Beragam informasi terkait pendidikan juga kini mudah untuk ditemukan melalui media sosial, siswa dapat dengan mudah mendapatkan edukasi lewat konten-konten yang tersedia dalam aplikasi tersebut, terutama aplikasi TikTok yang kian menjadi ranah media paling efektif dan sering digunakan remaja. Mereka yang mendapatkan beragam keberhasilan di dunia pendidikan, menjadikan media sosial sebagai sarana branding terbaik yang tentunya akan memberikan keberhasilan-keberhasilan lain baginya karena media sosial kini menjadi sarana yang sering digunakan bagi perusahaan dalam melirik pekerja.
Namun, di samping perkembangan tersebut, suatu hal yang mulanya dinilai positif dapat menjadi suatu hal yang negatif jika berlebihan.

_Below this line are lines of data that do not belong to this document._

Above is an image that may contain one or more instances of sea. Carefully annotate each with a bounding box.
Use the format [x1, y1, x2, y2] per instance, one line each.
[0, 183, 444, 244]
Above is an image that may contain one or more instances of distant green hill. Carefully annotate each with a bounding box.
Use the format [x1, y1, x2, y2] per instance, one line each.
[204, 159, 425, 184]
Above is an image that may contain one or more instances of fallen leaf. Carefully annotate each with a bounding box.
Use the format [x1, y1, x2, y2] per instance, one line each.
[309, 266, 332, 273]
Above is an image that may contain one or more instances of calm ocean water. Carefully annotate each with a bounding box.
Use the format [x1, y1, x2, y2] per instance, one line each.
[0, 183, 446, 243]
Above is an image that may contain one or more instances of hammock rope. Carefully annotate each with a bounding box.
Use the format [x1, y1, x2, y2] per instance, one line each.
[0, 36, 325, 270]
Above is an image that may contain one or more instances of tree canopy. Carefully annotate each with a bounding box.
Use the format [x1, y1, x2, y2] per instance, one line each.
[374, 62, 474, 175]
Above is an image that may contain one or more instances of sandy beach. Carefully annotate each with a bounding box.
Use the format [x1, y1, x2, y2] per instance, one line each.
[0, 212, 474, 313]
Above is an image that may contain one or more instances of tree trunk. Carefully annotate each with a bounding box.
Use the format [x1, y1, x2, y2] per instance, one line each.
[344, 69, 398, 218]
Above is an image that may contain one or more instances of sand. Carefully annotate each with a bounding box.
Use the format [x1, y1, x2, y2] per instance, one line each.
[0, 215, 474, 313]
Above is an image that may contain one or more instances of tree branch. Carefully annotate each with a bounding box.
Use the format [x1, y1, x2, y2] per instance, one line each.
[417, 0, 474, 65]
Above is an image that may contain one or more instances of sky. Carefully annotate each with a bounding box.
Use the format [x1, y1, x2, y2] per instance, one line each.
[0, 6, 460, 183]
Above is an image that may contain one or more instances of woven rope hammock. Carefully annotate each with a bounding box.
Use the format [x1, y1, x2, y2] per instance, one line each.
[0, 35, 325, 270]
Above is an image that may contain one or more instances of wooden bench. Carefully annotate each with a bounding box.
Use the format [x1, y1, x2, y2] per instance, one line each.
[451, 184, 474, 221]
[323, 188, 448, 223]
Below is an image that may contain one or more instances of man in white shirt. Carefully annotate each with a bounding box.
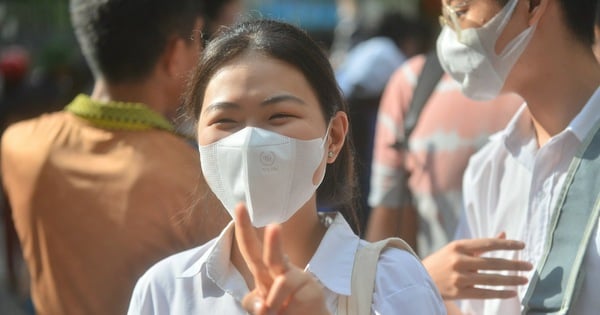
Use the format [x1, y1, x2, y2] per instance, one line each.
[424, 0, 600, 315]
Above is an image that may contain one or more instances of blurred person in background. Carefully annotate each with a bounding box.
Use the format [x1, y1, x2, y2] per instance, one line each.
[366, 49, 522, 257]
[335, 12, 430, 230]
[593, 0, 600, 62]
[423, 0, 600, 315]
[174, 0, 245, 139]
[1, 0, 232, 315]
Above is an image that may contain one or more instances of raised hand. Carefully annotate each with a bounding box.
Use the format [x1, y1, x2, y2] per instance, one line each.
[423, 233, 533, 300]
[235, 204, 329, 315]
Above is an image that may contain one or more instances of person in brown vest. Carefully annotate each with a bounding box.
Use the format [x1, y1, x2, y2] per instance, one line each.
[1, 0, 227, 315]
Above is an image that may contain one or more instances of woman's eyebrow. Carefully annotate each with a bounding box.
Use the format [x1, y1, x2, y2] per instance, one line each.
[204, 102, 241, 112]
[260, 94, 306, 105]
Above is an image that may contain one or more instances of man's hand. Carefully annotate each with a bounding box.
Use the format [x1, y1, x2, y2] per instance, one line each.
[423, 233, 533, 300]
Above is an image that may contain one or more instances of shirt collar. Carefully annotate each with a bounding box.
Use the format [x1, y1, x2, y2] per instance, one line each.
[501, 88, 600, 161]
[178, 221, 234, 278]
[567, 88, 600, 142]
[179, 213, 360, 297]
[500, 103, 537, 167]
[306, 213, 360, 295]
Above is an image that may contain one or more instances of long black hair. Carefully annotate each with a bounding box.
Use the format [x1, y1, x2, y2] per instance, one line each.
[186, 19, 359, 233]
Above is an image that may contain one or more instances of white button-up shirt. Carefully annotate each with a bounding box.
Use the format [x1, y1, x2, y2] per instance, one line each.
[128, 214, 446, 315]
[457, 89, 600, 315]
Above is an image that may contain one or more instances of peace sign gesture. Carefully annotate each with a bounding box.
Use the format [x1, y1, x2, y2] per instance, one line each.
[235, 204, 329, 315]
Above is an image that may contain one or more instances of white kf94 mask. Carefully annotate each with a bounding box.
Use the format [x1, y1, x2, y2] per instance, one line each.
[199, 127, 329, 227]
[437, 0, 537, 101]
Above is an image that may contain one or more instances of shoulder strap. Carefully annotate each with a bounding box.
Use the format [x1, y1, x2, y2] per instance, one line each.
[395, 49, 444, 149]
[522, 121, 600, 315]
[337, 237, 417, 315]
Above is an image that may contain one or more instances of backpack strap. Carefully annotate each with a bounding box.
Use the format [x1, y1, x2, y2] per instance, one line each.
[337, 237, 418, 315]
[522, 121, 600, 315]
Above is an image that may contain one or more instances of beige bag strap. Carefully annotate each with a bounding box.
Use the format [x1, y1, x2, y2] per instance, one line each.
[337, 238, 418, 315]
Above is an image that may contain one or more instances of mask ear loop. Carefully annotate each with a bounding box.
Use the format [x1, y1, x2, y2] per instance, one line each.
[321, 120, 335, 159]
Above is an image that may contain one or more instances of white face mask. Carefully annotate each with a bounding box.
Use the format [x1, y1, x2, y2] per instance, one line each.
[437, 0, 537, 101]
[199, 127, 329, 227]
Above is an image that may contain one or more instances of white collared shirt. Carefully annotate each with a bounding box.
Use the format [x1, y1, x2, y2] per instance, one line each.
[457, 89, 600, 315]
[128, 214, 446, 315]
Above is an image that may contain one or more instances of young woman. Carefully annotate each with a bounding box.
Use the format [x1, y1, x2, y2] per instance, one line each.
[129, 20, 445, 314]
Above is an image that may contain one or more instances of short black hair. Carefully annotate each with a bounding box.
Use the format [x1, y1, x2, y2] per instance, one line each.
[547, 0, 598, 45]
[595, 0, 600, 27]
[70, 0, 203, 84]
[185, 20, 359, 233]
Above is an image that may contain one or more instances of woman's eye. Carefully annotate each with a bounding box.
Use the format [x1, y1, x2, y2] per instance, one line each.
[211, 118, 237, 125]
[269, 113, 293, 120]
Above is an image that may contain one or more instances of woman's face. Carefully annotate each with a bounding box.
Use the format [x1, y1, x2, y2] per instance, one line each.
[198, 52, 327, 145]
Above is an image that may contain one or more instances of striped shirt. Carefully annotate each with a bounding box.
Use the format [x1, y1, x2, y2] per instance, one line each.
[369, 55, 523, 257]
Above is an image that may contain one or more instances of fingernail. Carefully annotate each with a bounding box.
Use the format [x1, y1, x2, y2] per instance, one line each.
[253, 300, 262, 314]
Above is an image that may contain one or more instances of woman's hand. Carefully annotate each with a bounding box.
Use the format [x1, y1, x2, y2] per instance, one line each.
[235, 204, 329, 315]
[423, 233, 533, 300]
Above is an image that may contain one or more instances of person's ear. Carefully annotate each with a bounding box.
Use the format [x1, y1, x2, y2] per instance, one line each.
[161, 18, 204, 77]
[529, 0, 550, 26]
[326, 111, 348, 164]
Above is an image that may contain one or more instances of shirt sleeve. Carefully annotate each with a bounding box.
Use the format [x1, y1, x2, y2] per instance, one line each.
[368, 56, 424, 208]
[371, 248, 446, 315]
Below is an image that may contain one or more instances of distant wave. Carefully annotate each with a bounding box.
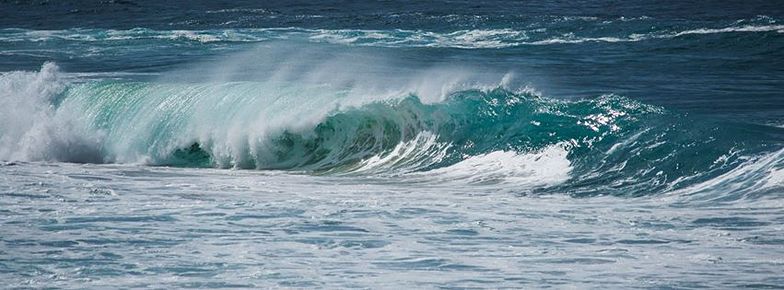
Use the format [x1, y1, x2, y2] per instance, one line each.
[0, 23, 784, 49]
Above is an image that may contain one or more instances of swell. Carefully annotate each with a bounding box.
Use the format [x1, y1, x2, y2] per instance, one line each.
[0, 64, 784, 198]
[0, 16, 784, 49]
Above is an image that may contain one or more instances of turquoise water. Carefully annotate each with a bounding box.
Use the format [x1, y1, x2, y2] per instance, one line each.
[0, 1, 784, 288]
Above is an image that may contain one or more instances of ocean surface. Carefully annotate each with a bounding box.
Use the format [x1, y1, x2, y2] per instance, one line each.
[0, 0, 784, 289]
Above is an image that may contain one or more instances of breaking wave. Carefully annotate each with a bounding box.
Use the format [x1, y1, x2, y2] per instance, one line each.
[0, 63, 784, 197]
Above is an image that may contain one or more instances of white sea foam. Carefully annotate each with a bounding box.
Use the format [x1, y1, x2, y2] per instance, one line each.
[410, 144, 572, 190]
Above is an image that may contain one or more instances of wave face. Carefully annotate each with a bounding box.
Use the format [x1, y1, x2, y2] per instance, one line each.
[0, 63, 784, 198]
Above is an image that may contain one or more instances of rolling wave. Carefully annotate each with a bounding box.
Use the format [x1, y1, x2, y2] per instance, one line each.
[0, 63, 784, 198]
[0, 18, 784, 49]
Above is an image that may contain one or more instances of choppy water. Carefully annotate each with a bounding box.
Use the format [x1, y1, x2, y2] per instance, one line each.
[0, 1, 784, 288]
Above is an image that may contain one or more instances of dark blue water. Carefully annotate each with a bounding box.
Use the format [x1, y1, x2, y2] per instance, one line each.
[0, 0, 784, 288]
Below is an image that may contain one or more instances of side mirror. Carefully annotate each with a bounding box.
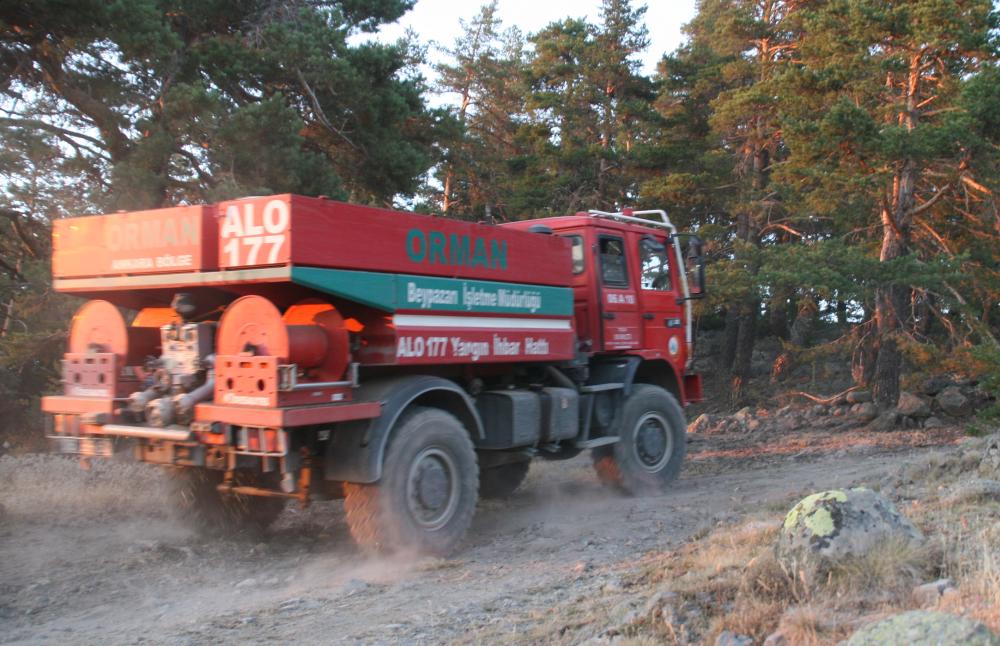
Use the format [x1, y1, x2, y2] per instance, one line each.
[676, 233, 705, 300]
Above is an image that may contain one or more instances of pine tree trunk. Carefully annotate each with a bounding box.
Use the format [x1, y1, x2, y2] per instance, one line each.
[718, 303, 740, 373]
[767, 289, 792, 339]
[871, 53, 922, 408]
[731, 300, 760, 403]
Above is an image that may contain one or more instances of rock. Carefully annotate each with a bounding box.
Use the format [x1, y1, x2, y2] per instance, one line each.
[865, 410, 899, 433]
[764, 631, 789, 646]
[715, 630, 753, 646]
[979, 435, 1000, 475]
[844, 610, 1000, 646]
[732, 406, 753, 423]
[776, 487, 923, 573]
[934, 386, 972, 417]
[921, 375, 955, 397]
[688, 413, 715, 433]
[344, 579, 369, 594]
[944, 479, 1000, 504]
[851, 402, 878, 422]
[896, 390, 931, 418]
[913, 579, 955, 606]
[847, 390, 872, 404]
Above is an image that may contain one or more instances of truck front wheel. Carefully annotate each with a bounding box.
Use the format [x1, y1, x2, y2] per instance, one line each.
[344, 407, 479, 555]
[593, 384, 687, 495]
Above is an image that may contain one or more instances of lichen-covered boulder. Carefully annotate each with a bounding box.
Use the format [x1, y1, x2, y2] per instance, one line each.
[776, 487, 923, 572]
[896, 390, 931, 418]
[934, 386, 973, 417]
[843, 610, 1000, 646]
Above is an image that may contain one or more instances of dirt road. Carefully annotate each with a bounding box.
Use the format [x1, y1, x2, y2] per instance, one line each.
[0, 430, 952, 644]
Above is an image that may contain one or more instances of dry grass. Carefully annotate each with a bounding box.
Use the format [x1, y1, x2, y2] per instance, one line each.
[0, 454, 169, 523]
[612, 446, 1000, 645]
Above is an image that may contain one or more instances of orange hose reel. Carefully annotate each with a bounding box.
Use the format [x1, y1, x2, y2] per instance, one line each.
[216, 295, 350, 381]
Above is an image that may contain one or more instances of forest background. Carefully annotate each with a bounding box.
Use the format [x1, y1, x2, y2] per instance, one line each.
[0, 0, 1000, 441]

Remaja yang belum memiliki prestasi sebesar apa yang ia lihat di media sosial merasa tertinggal dengan teman sebayanya. Suatu hal yang mulanya memberikan rasa semangat juang justru membuat mereka khawatir akan rasa tertinggal atau yang kerap disebut Fear of Missing Out.
Perasaan takut tertinggal itu dapat menjadi suatu hal yang baik jika disalurkan dengan baik pula. Tetapi juga dapat menjadi bumerang jika perasaan tersebut tidak disalurkan dengan baik, seperti menimbulkan rasa iri berlebih terhadap orang lain dan merendahkan diri sendiri. Padahal setiap individu pasti memiliki porsi kelebihan dan kekurangannya masing-masing yang tidak seharusnya dikomparasikan dengan orang lain.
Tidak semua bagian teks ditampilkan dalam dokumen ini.